Egypt asks IMF to loan $4.8 billion

Egypt asks IMF to loan $4.8 billion

CAIRO - Reuters
Egypt asks IMF to loan $4.8 billion

Egypt’s PM Qandil announces the country needs an IMF loan for reforms.

Egypt has finished revising an economic reform plan needed for a $4.8 billion IMF (International Monetary Fund) loan, the prime minister said on Feb. 13, but he did not say when the government might return to negotiations with the fund.

Egypt’s government signed a preliminary agreement for the urgently needed loan in November, but the formal signing was delayed after political turmoil forced it to postpone a number of austerity measures necessary for a deal.

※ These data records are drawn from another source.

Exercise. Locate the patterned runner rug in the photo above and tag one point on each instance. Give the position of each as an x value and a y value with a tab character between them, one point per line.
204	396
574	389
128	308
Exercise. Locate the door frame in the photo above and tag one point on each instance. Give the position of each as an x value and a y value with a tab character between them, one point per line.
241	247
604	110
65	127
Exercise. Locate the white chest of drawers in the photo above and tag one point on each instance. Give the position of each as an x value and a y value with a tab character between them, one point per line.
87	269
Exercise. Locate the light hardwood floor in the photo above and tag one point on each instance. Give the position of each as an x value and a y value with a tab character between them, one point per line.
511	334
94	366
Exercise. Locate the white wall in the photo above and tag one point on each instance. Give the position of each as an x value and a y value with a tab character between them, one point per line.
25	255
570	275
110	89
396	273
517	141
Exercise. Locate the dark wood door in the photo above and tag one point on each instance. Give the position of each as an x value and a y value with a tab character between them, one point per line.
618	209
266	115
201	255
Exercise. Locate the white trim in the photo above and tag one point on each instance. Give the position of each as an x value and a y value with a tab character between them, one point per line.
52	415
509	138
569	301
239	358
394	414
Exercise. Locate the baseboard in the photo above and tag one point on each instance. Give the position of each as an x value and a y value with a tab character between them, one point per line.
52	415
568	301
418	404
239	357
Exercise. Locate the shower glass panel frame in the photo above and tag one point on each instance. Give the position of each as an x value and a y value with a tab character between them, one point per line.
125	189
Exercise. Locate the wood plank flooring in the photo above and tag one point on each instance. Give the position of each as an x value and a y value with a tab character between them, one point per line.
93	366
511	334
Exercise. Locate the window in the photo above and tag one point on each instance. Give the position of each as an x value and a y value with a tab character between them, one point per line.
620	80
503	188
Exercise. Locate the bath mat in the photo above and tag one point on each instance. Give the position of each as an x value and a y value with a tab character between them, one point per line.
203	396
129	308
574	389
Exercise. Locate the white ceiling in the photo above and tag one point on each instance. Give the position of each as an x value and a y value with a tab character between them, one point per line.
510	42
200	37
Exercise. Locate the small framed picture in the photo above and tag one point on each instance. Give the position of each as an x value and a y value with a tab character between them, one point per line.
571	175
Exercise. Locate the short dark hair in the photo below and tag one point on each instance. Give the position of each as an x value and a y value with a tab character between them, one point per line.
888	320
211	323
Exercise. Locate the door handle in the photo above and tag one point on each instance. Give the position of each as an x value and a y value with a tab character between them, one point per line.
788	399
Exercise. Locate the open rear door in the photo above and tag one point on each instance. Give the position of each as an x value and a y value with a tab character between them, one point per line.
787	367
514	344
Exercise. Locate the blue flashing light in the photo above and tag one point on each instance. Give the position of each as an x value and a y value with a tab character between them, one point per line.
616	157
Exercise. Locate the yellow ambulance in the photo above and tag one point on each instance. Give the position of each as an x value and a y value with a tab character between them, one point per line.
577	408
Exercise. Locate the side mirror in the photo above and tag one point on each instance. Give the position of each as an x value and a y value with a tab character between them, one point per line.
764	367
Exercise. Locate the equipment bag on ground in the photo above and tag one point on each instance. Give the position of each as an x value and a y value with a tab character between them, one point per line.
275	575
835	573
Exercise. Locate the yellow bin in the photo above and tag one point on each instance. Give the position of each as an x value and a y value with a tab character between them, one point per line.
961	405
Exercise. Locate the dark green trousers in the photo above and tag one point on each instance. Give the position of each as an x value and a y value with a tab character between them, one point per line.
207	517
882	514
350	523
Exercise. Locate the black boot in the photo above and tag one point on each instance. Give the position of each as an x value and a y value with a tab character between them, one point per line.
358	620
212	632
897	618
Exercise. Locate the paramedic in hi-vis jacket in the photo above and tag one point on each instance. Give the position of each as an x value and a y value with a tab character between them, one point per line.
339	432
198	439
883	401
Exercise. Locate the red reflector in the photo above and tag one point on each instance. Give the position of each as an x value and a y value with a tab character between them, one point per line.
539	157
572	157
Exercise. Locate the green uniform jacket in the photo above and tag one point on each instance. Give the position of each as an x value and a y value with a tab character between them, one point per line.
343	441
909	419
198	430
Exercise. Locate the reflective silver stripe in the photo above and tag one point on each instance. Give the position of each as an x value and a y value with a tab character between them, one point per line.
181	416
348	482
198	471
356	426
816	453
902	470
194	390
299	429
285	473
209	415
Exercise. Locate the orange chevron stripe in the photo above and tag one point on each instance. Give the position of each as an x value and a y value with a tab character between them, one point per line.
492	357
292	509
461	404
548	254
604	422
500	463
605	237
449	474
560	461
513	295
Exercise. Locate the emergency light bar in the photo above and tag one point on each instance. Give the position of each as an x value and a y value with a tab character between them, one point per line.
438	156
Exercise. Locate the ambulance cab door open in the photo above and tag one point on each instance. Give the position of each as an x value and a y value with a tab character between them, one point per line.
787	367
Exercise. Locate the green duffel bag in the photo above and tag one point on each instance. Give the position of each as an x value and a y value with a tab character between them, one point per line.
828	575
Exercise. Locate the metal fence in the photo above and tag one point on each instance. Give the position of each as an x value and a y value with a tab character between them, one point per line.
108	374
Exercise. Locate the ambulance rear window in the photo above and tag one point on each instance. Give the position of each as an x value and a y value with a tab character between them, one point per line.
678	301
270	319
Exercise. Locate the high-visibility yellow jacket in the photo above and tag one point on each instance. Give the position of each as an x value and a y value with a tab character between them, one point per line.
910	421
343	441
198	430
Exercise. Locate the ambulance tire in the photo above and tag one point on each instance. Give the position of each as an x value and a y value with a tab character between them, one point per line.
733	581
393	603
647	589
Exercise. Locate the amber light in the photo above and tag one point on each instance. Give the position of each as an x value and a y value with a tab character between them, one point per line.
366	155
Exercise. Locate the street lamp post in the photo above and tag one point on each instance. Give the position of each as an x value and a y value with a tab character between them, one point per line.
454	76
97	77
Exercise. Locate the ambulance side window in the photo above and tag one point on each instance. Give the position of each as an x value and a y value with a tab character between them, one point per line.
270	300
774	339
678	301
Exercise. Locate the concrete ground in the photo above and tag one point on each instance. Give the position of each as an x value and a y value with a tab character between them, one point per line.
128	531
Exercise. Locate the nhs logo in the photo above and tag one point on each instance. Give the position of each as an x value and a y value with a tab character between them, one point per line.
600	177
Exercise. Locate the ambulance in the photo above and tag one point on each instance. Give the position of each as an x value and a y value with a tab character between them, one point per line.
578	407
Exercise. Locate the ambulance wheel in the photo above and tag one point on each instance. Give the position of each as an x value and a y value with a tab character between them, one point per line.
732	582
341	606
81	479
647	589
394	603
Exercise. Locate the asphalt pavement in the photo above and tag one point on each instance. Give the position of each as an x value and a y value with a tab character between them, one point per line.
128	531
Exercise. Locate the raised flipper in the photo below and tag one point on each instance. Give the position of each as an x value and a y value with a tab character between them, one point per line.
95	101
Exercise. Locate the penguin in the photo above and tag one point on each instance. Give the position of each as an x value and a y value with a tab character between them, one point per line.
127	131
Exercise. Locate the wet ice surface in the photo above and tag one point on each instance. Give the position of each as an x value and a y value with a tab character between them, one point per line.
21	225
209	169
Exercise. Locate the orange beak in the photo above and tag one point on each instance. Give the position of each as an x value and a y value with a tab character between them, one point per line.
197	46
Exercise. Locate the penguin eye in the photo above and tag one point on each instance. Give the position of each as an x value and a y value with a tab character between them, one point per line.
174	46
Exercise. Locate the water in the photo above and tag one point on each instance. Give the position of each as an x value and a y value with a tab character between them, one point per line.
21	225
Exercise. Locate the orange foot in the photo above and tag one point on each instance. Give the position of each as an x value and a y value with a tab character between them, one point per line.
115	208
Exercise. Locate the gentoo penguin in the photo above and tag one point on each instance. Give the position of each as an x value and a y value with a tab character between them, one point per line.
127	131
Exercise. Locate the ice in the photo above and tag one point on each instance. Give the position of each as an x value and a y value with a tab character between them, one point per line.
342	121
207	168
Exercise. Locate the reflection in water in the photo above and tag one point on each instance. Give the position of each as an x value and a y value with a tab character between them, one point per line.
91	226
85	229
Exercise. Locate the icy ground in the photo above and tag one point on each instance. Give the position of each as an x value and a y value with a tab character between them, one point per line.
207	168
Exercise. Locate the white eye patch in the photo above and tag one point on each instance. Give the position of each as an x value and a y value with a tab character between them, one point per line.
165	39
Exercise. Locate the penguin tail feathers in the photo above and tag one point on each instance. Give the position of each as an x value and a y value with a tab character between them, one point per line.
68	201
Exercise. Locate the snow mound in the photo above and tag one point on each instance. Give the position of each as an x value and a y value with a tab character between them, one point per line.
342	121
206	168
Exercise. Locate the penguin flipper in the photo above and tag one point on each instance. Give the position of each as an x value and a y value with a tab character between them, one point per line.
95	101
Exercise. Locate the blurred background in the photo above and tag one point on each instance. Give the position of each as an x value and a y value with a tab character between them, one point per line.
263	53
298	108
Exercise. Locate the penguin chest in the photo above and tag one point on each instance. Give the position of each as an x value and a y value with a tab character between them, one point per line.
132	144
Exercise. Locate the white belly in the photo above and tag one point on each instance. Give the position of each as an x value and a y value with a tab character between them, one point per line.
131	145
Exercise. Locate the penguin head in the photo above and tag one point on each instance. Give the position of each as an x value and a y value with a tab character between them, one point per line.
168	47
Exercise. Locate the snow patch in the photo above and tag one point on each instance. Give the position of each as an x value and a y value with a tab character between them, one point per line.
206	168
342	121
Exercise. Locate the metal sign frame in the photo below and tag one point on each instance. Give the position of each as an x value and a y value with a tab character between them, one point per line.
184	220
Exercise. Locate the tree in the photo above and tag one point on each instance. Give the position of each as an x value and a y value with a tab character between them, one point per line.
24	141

Prime Minister Hisham Kandil said the government had now finished drawing up a revised reform program, basing changes on recommendations from a national dialogue that had been held with different interest groups.

“The new revised program has been finished,” he said in a televised interview with MBC Masr, without giving further details.

Kandil said the government was in touch with the IMF by email, but when he was asked whether it was true there were difficulties in getting loan negotiations restarted, he said: “Definitely ... (But) we won’t go back to zero.”

Egypt opposition leader Mohamed ElBaradei on Feb. 12 called for a national consensus to secure the loan and save the country from economic collapse.